Obama garnered my vote over 3 years ago, before he was a candidate for President, before he was a household name, before I’d even seen him. I heard an interview with him on one of the many excellent NPR programs. I went home and told El 3atal that very day that he was exactly what the Democratic party needs, someone who sees hope in the future. Unyielding hope, as he called it today in his speech. He’s selling hope, a rare commodity in a US still recovering from 8 years of peddling fear and one that is sorely needed. Now, however, he has the greater challenge of actually delivering on this promise of a hopeful future.
I saw this unyielding hope in action late last week as I went to the Embassy to pick up some paperwork. There were probably 20 people, all Arab-American (in other words raised here) in the Embassy to cast a ballot. What an experience, to see those who may not have had the opportunity to vote before going out to the embassy and making their unique American voice heard.
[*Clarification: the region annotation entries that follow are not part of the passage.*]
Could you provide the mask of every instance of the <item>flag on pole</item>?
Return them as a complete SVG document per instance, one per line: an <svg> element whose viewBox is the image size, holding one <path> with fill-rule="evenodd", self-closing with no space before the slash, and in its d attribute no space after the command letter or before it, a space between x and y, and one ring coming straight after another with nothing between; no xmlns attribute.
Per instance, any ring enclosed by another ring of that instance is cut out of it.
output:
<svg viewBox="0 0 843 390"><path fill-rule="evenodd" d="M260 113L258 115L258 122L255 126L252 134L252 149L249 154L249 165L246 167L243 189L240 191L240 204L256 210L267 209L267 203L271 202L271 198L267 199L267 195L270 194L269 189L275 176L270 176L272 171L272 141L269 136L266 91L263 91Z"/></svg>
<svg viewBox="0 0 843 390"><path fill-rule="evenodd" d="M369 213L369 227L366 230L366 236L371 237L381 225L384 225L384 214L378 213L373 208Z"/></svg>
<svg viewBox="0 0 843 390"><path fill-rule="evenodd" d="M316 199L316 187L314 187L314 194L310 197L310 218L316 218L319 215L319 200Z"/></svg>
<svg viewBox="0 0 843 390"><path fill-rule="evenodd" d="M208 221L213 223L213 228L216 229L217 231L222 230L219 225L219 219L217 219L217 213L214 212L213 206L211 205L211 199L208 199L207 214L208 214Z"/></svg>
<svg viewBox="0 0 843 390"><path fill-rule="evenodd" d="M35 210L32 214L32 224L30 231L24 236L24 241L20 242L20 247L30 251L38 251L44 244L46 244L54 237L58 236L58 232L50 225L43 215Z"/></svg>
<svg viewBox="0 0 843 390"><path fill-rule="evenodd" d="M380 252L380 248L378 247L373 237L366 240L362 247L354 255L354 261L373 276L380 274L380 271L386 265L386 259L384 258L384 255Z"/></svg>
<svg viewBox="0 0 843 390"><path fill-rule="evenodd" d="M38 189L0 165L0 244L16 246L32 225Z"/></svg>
I saw hope in all of their faces, regardless of their candidate choice. I saw reflected hope that the outcome of this election will change the world.
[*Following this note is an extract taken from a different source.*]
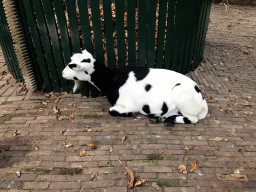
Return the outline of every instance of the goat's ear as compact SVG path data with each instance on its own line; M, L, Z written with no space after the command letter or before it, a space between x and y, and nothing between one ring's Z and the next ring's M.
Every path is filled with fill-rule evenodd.
M74 71L78 71L78 70L81 70L81 65L78 65L78 64L69 64L68 65L70 69L74 70Z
In the spirit of this, here are my hopes for the change that is coming to America:
- I hope that we will refocus on being Americans rather than red-state or blue-staters, Democrats or Republicans, wealthy or middle-class or poor.
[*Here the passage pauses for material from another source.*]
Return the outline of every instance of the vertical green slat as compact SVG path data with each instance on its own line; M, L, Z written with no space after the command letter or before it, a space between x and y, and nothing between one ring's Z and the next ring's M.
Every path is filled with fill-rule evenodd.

- I hope that Obama will reach out, not only across the aisle, but around the world to forge new connections and build bridges instead of breeding hostility and war.
- I hope that my new home, my adopted nation will be able to trust that America is a leader once again in the good sense of the word.
- I hope that I can, once again, be proud of my country and even my government, that it will make the right choices for the world.
- I hope that smart people on all sides of the issues will come together to present their arguments – and that Obama will listen and consider each carefully.
- I hope that the US government will come to the realization that Palestinians are a great and abused people who need justice and will act with understanding, sensitivity, and balance in resolving the situation.
- I hope that Obama will make careful, considered decisions rather than hasty, poorly thought-out ones.
- I hope that all Americans with the right to vote, regardless of location, will see that voting is not only a right, but also a duty and register so that next time they are ready.
In short, I have very high hopes. I am optimistic about the future (and after 2 job losses with 2 accompanying decreases in salary during the George W. Bush era that’s saying something). Now, I hope that Obama will capitalize on this historic opportunity.
I have never been more impressed with John McCain than I am today. His speech was the speech of a leader. He congratulated his opponent and showed respect. He spoke with dignity and and honesty. And, he accepted the failure as his own. How often do we see politicians who want to place blame with everyone else, the campaign manager, the strategists, anyone but themselves? And yet, McCain clearly said to his supporters that it was his failure. That’s leadership.
On the other side of that coin, Obama clearly indicated that his supporters were the reason for his victory. He was also gracious, acknowledge the worthiness of his opponent and the fact that the country is better of for his continued service. He continues to be a class act.
The bottom line for me is that these two men showed both sides of the coin, accepting the responsibility for loss and sharing the credit for victory. Kudos to both.
One Vote Makes a Difference
My good friend Kinzi and I sat on opposite ends of this election. She was for one candidate and I was for another. Each of us voted absentee and each of our states voted for the other guy. Now to some, this seems futile. And, yet, each one of us is given a voice, a vote, a chance to be heard. If we stand idly by and let others make the decision for us, we’ve lost no matter who wins. It goes back to that hallmark of American philosophies – one man CAN make a difference (and the ant can move that rubber tree plant). I vote not because my state will go my way (it rarely does) nor because it’s fashionable (and boy has it seemed fashionable this year). I vote because this is my right to complain. If I didn’t vote, then what gives me the right to be upset with the choices made by the leader? Not voting is saying I don’t care if I’m heard. If I don’t care to be heard on election day, then why should I be heard any other day? I vote because it is the right thing to do. There’s a reason it’s called a civic duty. It more than just a right, it’s a responsibility.
On this day of change, a new era is coming. What will be written remains to be seen. All I know is that I am a part of the story. And the story I’m writing is a hopeful one. My hope for each of you (me dear three readers) is that your story is equally hopeful and optimistic.